Tommy the Cork was a rare talent: smart, knowledgeable, and ruthless on his clients' behalf. It is unlikely anyone will ever match his influence, for the government has grown so much more complex. Yet Corcoran's techniques, at least, remain the norm. McKean lays it all out, for Corcoran wrote the book on lobbying. It is not pretty. Nor does it have anything to do with the public interest.
Corcoran's Daring -- and the Dubious Legality of His Tactics
Clearly Corcoran often acted at the edge of the law. At times, he even acted beyond its boundaries -- as when he directly lobbied Supreme Court Justices Hugh Black and William Brennan for a client with a pending case. Both justices were stunned, refused to talk with him, and asked him to leave.
Because Corcoran had been instrumental in placing Black and others (William O. Douglas and Felix Frankfurter) on the Court, he seemed to think he had special privileges. The justices didn't agree, however. And had they been inclined, they could have had him disbarred.

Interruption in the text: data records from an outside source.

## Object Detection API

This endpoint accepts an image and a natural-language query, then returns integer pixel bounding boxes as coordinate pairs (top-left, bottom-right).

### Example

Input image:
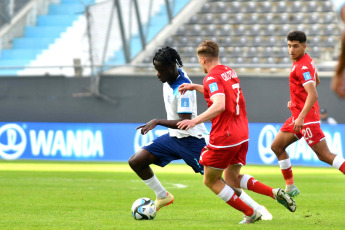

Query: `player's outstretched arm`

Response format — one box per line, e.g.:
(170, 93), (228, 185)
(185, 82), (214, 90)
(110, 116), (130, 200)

(136, 113), (192, 135)
(177, 95), (225, 130)
(178, 83), (204, 95)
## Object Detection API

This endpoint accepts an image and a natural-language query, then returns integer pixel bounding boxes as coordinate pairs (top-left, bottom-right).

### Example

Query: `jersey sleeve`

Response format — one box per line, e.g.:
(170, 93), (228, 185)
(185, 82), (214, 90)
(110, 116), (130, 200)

(204, 76), (225, 99)
(177, 91), (194, 113)
(297, 66), (315, 86)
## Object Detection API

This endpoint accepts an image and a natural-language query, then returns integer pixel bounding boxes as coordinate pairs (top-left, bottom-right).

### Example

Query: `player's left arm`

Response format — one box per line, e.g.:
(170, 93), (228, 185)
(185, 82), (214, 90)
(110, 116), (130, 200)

(177, 94), (225, 130)
(315, 71), (320, 87)
(136, 113), (192, 135)
(293, 82), (318, 132)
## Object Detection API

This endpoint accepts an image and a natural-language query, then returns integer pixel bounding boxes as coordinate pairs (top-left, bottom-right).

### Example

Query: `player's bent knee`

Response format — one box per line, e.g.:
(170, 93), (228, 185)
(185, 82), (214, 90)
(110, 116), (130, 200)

(271, 142), (285, 155)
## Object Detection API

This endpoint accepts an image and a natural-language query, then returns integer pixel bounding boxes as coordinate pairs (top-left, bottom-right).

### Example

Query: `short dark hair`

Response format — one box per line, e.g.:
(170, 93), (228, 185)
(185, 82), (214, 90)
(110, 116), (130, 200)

(287, 31), (307, 43)
(152, 46), (183, 67)
(196, 40), (219, 58)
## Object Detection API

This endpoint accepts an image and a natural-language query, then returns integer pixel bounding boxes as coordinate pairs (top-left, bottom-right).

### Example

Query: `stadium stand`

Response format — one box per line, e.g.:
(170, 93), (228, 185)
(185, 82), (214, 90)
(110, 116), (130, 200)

(0, 0), (340, 76)
(130, 0), (340, 74)
(0, 0), (191, 76)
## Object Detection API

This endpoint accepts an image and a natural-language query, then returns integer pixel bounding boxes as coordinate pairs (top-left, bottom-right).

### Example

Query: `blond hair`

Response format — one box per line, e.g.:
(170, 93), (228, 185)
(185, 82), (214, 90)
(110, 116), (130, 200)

(196, 40), (219, 58)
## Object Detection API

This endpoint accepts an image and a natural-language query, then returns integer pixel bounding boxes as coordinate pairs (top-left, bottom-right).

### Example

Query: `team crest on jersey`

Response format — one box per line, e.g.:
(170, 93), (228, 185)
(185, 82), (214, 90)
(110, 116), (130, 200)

(206, 76), (215, 82)
(208, 82), (218, 93)
(181, 98), (189, 107)
(303, 72), (311, 81)
(220, 69), (237, 81)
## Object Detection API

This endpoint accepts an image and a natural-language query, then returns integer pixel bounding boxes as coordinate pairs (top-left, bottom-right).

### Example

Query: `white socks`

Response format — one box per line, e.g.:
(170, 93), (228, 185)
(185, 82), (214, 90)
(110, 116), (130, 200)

(217, 185), (235, 202)
(332, 155), (345, 170)
(143, 174), (168, 198)
(240, 174), (252, 189)
(278, 158), (291, 169)
(239, 190), (260, 210)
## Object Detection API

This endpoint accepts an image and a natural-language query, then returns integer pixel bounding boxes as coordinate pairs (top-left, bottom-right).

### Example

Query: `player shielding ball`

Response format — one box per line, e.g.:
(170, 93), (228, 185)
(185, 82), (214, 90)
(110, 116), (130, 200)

(128, 47), (272, 220)
(178, 40), (296, 224)
(271, 31), (345, 197)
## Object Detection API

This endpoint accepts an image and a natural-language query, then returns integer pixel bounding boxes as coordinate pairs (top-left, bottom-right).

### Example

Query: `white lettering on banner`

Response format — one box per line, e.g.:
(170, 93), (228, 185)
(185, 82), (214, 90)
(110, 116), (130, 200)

(258, 125), (343, 164)
(258, 125), (278, 164)
(29, 130), (104, 157)
(0, 124), (27, 160)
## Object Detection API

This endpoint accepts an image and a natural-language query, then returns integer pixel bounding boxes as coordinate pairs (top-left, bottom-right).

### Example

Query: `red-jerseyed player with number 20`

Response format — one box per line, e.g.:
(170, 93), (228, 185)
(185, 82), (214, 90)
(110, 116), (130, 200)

(177, 40), (296, 224)
(271, 31), (345, 197)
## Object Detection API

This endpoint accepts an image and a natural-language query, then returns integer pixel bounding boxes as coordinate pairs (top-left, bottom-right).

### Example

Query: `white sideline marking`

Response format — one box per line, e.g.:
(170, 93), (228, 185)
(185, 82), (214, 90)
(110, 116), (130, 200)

(171, 184), (188, 188)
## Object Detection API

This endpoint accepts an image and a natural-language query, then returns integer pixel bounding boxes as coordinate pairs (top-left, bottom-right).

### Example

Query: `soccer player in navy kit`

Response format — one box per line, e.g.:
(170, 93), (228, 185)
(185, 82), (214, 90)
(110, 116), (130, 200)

(128, 47), (272, 220)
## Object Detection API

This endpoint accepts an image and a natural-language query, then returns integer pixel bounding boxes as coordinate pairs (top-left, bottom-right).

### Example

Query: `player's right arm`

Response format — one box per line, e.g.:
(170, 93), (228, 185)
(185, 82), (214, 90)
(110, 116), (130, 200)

(178, 83), (204, 95)
(136, 113), (192, 135)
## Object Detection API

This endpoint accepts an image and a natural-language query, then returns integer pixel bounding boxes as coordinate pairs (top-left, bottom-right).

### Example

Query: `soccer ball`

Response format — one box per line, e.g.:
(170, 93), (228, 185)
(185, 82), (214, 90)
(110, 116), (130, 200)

(132, 197), (157, 220)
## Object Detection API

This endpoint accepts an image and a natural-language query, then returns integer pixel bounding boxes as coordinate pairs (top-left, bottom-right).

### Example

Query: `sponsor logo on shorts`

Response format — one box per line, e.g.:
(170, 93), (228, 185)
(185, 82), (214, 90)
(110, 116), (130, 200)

(208, 82), (218, 93)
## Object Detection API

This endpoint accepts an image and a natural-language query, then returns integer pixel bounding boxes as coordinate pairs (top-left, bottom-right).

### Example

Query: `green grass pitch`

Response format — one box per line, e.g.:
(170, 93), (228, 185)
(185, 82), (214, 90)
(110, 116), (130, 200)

(0, 161), (345, 230)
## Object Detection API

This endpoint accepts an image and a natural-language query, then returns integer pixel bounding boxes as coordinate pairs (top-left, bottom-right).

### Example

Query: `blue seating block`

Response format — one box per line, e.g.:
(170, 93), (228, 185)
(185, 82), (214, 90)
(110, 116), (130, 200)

(49, 3), (85, 15)
(12, 37), (55, 49)
(1, 49), (42, 60)
(24, 26), (66, 38)
(37, 14), (79, 27)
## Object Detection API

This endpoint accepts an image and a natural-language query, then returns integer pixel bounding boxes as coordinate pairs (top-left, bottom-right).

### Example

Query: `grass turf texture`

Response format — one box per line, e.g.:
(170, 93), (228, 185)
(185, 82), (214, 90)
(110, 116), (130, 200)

(0, 161), (345, 230)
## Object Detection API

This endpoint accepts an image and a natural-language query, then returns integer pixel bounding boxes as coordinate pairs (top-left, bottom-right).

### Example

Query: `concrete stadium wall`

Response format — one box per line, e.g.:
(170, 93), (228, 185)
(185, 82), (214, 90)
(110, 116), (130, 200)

(0, 73), (345, 123)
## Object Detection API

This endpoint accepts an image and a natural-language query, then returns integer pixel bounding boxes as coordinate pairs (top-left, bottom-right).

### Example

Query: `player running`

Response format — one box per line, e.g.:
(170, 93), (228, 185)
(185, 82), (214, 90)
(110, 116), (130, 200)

(271, 31), (345, 197)
(128, 47), (272, 220)
(178, 40), (296, 224)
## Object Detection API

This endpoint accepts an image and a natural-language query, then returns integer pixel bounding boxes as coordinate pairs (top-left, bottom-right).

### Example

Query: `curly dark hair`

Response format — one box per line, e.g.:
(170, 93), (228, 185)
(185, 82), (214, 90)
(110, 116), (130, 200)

(152, 46), (183, 67)
(286, 31), (307, 43)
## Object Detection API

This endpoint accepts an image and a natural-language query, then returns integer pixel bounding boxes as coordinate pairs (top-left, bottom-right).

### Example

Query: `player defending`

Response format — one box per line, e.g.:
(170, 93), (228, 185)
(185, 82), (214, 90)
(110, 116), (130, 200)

(178, 40), (296, 224)
(128, 47), (272, 220)
(271, 31), (345, 197)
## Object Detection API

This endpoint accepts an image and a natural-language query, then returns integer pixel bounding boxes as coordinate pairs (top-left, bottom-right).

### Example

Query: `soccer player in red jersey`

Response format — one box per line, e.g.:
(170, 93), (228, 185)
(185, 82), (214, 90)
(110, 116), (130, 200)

(177, 40), (296, 224)
(271, 31), (345, 197)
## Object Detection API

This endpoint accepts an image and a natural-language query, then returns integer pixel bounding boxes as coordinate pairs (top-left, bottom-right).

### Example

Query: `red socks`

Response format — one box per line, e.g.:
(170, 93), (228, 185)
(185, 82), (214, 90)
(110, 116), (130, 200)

(339, 162), (345, 174)
(282, 167), (294, 185)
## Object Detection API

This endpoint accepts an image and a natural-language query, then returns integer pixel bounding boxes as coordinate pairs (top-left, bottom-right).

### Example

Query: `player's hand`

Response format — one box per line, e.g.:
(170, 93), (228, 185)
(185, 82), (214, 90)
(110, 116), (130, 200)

(178, 83), (194, 95)
(331, 76), (345, 98)
(136, 119), (158, 135)
(177, 119), (197, 130)
(290, 117), (304, 133)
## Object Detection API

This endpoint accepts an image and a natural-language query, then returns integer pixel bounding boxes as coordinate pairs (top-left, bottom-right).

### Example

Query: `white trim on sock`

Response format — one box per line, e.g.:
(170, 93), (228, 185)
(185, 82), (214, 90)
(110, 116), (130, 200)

(332, 155), (345, 170)
(239, 190), (260, 210)
(240, 174), (252, 189)
(278, 158), (291, 169)
(217, 185), (235, 202)
(143, 174), (168, 198)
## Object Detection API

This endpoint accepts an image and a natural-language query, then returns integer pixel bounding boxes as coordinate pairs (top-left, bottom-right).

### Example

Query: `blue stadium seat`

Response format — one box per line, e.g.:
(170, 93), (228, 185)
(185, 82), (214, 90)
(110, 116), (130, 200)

(290, 1), (303, 14)
(229, 1), (242, 13)
(307, 1), (319, 12)
(245, 1), (258, 13)
(218, 14), (230, 24)
(260, 1), (272, 13)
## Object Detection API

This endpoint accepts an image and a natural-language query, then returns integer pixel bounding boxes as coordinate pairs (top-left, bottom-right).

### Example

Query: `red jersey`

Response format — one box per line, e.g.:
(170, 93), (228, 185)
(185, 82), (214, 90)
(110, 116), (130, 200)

(203, 65), (249, 148)
(289, 53), (320, 124)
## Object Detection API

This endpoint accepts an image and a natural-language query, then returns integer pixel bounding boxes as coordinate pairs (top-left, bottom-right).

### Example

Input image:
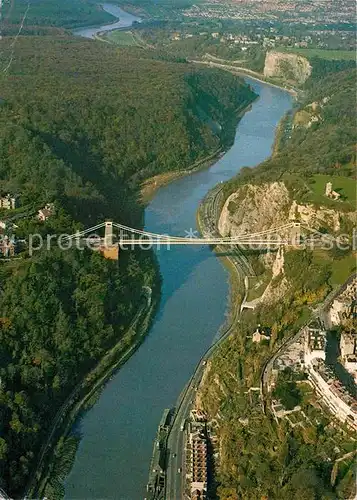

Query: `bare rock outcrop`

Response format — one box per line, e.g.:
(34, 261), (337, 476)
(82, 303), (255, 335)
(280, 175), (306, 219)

(218, 182), (291, 236)
(264, 51), (312, 84)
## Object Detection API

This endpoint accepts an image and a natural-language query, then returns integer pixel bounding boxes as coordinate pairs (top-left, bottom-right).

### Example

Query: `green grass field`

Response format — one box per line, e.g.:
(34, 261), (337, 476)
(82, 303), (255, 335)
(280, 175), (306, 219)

(275, 47), (356, 61)
(309, 174), (357, 208)
(330, 253), (357, 285)
(105, 30), (139, 47)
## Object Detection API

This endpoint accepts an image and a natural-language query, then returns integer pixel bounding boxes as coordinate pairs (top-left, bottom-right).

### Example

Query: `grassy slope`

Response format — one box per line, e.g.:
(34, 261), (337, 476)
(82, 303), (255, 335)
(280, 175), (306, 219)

(274, 46), (356, 61)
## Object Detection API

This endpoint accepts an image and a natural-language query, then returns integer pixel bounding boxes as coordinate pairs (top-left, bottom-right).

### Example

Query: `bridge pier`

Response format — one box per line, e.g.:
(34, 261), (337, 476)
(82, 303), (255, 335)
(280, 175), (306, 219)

(104, 221), (113, 247)
(100, 221), (119, 260)
(291, 222), (301, 246)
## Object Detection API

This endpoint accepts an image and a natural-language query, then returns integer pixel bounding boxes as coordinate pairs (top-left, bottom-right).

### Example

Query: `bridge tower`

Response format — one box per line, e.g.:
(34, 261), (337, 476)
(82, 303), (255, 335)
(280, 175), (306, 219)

(104, 221), (113, 248)
(291, 222), (301, 246)
(100, 221), (119, 260)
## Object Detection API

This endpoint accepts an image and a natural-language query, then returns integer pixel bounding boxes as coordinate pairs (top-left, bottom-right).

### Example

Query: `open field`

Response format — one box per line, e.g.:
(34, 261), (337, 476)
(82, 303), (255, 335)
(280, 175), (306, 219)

(275, 47), (356, 61)
(330, 252), (357, 285)
(105, 30), (139, 47)
(308, 174), (357, 208)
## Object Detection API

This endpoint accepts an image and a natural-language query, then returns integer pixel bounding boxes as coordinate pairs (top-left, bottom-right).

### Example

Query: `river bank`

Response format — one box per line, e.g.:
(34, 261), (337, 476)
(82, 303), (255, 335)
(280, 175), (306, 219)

(66, 73), (291, 499)
(188, 59), (299, 98)
(25, 287), (159, 498)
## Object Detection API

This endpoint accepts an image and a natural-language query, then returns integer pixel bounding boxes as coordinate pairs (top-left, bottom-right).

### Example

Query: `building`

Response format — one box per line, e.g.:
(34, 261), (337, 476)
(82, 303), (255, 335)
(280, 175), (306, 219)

(304, 325), (326, 366)
(308, 359), (357, 431)
(0, 193), (18, 210)
(0, 236), (16, 258)
(325, 182), (341, 200)
(189, 432), (207, 500)
(37, 203), (55, 222)
(340, 331), (357, 382)
(252, 325), (270, 343)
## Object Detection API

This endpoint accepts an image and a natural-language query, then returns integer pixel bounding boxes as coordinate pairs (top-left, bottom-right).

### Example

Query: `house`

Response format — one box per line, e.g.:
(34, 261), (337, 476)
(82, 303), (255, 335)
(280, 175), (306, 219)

(37, 203), (55, 222)
(0, 193), (18, 210)
(252, 325), (270, 343)
(325, 182), (341, 200)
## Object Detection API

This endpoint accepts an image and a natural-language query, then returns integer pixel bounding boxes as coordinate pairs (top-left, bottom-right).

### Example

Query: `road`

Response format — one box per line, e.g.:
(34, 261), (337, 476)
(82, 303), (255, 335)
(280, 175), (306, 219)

(23, 286), (152, 500)
(165, 186), (251, 500)
(260, 273), (357, 413)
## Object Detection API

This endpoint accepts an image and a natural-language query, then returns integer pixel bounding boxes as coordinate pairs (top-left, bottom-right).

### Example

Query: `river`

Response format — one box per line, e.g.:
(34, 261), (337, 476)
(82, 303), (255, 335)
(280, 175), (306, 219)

(65, 4), (292, 500)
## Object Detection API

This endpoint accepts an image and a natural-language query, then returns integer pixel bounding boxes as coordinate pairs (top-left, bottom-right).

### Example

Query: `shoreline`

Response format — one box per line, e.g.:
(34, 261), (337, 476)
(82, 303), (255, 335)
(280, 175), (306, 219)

(24, 295), (160, 498)
(187, 59), (299, 98)
(140, 96), (259, 206)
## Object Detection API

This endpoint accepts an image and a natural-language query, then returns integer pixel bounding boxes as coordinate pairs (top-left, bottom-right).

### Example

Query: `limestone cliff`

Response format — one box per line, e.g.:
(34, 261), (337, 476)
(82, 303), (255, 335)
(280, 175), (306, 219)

(218, 182), (291, 236)
(264, 51), (312, 84)
(218, 182), (356, 236)
(218, 182), (357, 307)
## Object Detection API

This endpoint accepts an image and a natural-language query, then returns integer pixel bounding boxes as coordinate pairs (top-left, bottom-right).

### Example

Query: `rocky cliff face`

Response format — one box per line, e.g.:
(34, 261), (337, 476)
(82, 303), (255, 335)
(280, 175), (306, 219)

(218, 182), (291, 236)
(264, 51), (312, 84)
(218, 182), (357, 236)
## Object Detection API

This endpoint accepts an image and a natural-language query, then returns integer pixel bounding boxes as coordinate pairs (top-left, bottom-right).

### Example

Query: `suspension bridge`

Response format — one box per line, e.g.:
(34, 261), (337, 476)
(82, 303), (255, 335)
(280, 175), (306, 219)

(62, 221), (337, 259)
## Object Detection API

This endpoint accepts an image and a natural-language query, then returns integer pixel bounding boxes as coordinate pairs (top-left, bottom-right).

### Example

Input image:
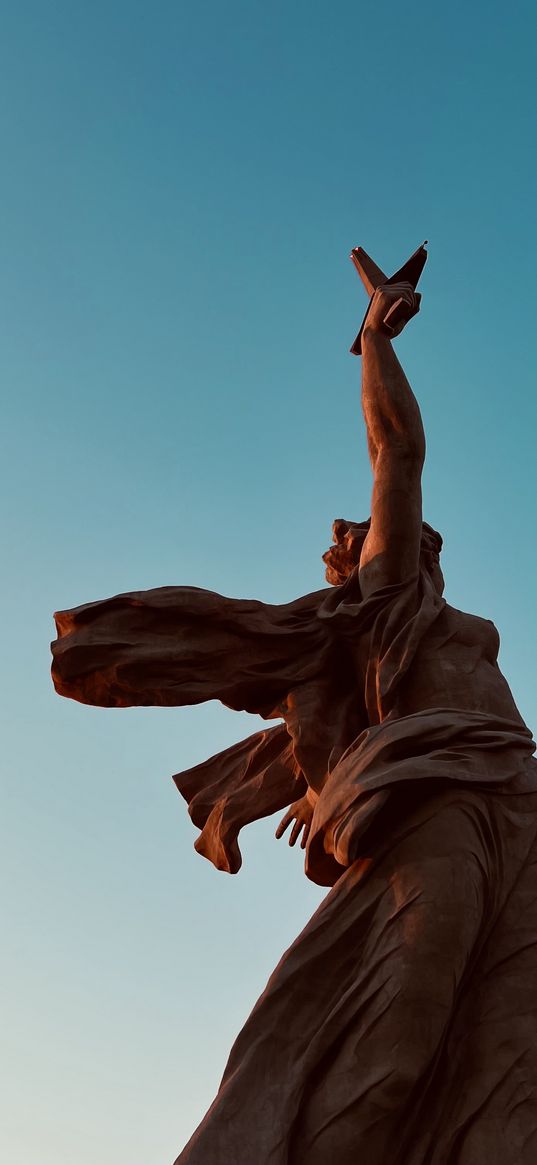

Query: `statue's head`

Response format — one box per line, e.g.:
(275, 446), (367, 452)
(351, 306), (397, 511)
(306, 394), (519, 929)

(323, 517), (444, 594)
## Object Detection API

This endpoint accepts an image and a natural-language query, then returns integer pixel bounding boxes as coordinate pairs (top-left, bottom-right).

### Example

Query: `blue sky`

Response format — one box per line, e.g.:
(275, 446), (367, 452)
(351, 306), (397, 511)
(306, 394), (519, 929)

(0, 0), (537, 1165)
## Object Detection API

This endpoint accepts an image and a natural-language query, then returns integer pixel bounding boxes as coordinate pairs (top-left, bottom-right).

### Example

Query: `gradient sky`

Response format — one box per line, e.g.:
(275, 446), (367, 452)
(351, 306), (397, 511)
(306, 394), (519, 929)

(0, 0), (537, 1165)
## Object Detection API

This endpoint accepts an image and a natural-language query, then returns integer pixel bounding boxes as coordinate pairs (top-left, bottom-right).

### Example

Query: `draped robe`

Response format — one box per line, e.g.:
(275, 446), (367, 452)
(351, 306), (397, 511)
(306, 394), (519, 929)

(52, 570), (537, 1165)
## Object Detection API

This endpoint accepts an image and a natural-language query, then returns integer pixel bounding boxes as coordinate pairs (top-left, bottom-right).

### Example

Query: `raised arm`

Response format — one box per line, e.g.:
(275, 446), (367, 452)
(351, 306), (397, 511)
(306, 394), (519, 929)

(360, 283), (425, 598)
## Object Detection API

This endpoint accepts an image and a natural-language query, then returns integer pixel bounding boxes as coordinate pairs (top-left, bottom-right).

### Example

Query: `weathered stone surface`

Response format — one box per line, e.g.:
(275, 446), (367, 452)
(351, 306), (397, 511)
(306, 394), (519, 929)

(52, 255), (537, 1165)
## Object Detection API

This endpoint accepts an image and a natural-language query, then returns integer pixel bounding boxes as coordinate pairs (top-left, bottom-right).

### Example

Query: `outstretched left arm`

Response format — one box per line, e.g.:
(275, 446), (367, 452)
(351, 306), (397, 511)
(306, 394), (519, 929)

(360, 283), (425, 598)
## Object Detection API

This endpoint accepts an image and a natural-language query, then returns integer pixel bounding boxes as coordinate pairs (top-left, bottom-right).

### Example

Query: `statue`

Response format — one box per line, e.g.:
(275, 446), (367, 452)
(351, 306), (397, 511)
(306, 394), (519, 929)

(52, 241), (537, 1165)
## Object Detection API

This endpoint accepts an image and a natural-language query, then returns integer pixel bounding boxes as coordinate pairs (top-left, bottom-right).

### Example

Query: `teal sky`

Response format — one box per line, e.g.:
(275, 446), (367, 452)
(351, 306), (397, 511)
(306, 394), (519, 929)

(0, 0), (537, 1165)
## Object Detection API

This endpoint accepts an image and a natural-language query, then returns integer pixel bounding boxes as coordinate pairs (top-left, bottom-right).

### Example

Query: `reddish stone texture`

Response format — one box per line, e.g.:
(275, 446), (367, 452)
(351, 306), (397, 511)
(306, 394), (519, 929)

(52, 264), (537, 1165)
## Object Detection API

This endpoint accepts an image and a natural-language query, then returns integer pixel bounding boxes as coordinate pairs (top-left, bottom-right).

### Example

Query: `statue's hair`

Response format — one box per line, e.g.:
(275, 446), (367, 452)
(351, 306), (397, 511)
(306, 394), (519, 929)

(323, 517), (441, 586)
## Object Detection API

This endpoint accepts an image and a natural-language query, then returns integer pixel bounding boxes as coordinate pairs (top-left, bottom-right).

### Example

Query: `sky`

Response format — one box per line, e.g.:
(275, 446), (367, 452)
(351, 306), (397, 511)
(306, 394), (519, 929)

(0, 0), (537, 1165)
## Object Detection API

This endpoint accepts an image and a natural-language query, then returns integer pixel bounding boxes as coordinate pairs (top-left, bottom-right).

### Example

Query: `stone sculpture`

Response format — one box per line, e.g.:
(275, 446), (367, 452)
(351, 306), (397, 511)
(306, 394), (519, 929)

(52, 241), (537, 1165)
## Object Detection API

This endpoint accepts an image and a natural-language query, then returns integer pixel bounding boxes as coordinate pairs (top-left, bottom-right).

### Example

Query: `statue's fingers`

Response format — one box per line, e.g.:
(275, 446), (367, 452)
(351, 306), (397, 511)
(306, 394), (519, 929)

(275, 810), (295, 841)
(289, 819), (304, 846)
(301, 821), (311, 849)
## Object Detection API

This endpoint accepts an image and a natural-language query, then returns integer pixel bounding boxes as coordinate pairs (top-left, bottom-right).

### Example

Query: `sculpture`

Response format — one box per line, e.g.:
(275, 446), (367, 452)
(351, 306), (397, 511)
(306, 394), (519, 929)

(52, 243), (537, 1165)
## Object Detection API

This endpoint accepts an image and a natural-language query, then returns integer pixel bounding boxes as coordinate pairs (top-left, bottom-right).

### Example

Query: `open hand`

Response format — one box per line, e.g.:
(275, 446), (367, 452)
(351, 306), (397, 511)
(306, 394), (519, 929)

(276, 797), (313, 849)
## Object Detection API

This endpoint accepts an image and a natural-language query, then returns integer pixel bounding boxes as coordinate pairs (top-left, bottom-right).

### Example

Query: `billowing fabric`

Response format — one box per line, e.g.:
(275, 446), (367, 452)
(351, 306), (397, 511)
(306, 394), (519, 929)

(52, 570), (537, 1165)
(176, 784), (537, 1165)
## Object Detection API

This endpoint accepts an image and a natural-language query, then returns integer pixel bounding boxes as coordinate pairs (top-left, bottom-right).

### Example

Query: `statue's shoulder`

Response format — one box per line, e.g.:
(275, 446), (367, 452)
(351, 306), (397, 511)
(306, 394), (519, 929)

(428, 602), (500, 662)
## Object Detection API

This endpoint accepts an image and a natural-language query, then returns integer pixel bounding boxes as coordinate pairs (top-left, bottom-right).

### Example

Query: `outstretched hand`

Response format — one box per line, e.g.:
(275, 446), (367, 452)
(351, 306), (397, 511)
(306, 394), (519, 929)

(276, 797), (313, 849)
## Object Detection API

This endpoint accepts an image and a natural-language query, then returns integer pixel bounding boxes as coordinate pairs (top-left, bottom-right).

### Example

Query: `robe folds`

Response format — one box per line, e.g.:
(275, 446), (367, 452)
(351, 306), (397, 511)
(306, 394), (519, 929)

(52, 571), (537, 1165)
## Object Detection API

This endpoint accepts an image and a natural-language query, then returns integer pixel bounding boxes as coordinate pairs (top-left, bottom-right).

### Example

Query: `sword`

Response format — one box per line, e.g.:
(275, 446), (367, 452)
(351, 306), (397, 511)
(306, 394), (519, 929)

(351, 239), (428, 356)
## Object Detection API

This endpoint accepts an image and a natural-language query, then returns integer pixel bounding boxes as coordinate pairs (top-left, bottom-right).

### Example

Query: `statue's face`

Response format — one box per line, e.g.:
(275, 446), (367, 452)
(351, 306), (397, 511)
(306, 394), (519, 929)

(323, 517), (369, 586)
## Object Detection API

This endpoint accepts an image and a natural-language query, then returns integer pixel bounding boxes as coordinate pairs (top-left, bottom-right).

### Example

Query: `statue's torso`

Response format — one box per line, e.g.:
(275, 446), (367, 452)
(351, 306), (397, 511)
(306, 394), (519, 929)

(361, 605), (522, 722)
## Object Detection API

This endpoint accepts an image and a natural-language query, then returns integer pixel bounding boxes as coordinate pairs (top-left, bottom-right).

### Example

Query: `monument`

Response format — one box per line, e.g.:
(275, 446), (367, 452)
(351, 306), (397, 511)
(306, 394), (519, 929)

(52, 241), (537, 1165)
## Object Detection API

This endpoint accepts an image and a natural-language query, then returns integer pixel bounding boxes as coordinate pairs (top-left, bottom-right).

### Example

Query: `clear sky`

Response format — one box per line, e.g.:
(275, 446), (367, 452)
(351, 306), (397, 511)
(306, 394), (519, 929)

(0, 0), (537, 1165)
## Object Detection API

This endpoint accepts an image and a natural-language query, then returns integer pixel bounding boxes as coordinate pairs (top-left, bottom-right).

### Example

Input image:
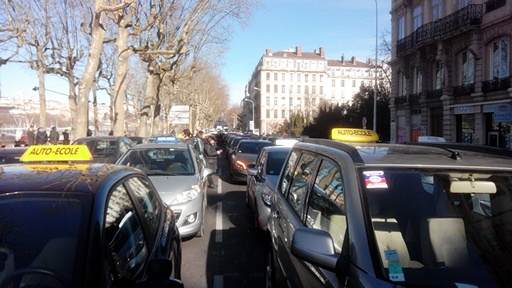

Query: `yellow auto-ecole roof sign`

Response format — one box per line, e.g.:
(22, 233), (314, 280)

(331, 128), (379, 143)
(20, 145), (92, 162)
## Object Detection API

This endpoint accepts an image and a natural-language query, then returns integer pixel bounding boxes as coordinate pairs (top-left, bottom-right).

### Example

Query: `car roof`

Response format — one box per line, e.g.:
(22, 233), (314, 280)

(0, 163), (140, 195)
(130, 142), (188, 150)
(296, 139), (512, 171)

McKean has provided the first (and only) full biography of Corcoran. In gathering his information, McKean spoke with historian Arthur Schlesinger, who had interviewed Corcoran years earlier. During that interview Corcoran said, "A great man cannot be a good man." The remark could hardly be more telling.
McKean surmises that Corcoran's comment was a reference to FDR, for Holmes -- who remained Corcoran's hero -- managed to be both great and good. But McKean also thinks that Corcoran might have been indirectly referring to himself, when he spoke of a great man who was, at the same time, less than a good man.
While Corcoran himself was not great, his influence surely was. And, especially as time passed, Corcoran's goodness seemed to evaporate. Sadly, Corcoran's story does not have a Frank Capra ending.
To the contrary, McKean found that as Corcoran grew older, "he seemed to care less about explaining why something should be done a certain way, simply resorting to deception because he knew he could achieve the desired result. In short, too often his morality extended no farther than the ends justify the means."
For anyone interested in understanding how the federal government operated in Washington from Roosevelt to Reagan, David McKean had reconstructed the life and times on one of the more important backstage players. It is a mesmerizing account.